Repite con frecuencia y vive hoy la Palabra:

«Sed perfectos en el amor, como vuestro Padre celestial» (cf. Mt 5,48).


PARA LA LECTURA ESPIRITUAL

Para amar a los que nos aman, para saludar a Ios que nos saludan, no tenemos necesidad de creer en ninguna religión. No tenemos necesidad de poner a Dios en medio. Es algo que hacen todos. Es «humano».
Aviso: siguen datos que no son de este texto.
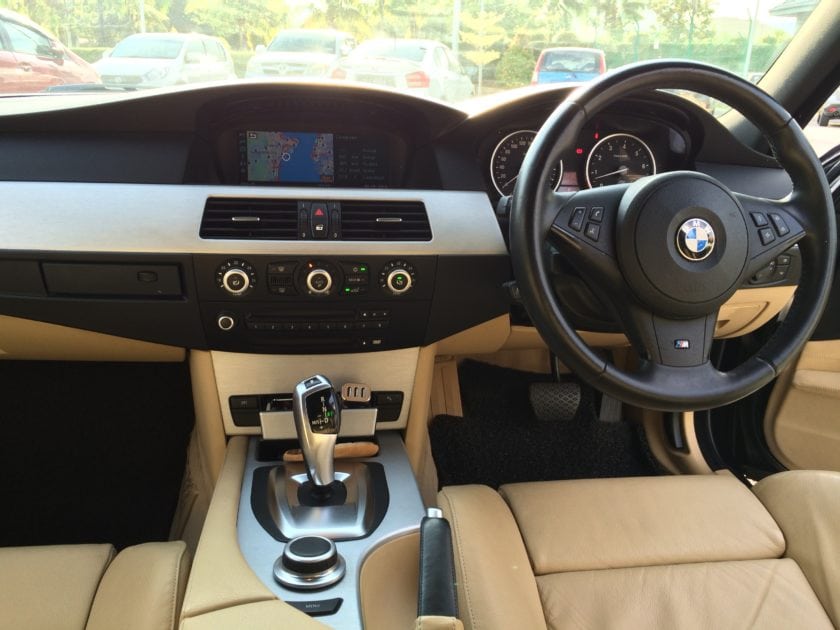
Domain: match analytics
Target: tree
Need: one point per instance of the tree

Precisamente porque el amor a los enemigos es tan «poco humano», precisamente porque supera la medida del hombre «normal», precisamente por eso, muestra, como ninguna otra exigencia del Nuevo Testamento, que aquí tenemos delante no algo humano, sino, en un sentido más profundo, algo divino. Se trata de algo que se encuentra también en las restantes antítesis [del sermón del monte], pero que aquí -en la antítesis del amor al enemigo- podemos captar del mejor modo posible: la soberanía de Dios, el Reino de Dios. No es que con el amor a los enemigos consigamos realizar el Reino de Dios. En efecto, con nuestras fuerzas no somos capaces de amar al enemigo. Es un «regalo» de la soberanía de Dios, antes de cualquier iniciativa nuestra, que nos libera y nos hace capaces de amar al enemigo. Ahora bien, si la soberanía de Dios nos libera para que amemos al enemigo, para que le amemos de verdad, con todo lo que esto significa y comporta, entonces resulta verdaderamente claro que la soberanía de Dios ha irrumpido en efecto entre nosotros, entonces resulta claro lo que significa de verdad la soberanía de Dios, entonces resulta claro qué comporta ser hijos e hijas de aquél a quien llamamos, y es, nuestro Padre celestial y nuestra Madre celestial.

Amad a vuestros enemigos, jugaos el todo por el todo, amadlos con corazón indiviso, tratadlos con amor creativo (H. J. Venetz, II discorso Bella montagna, Brescia 1990, pp. 90ss).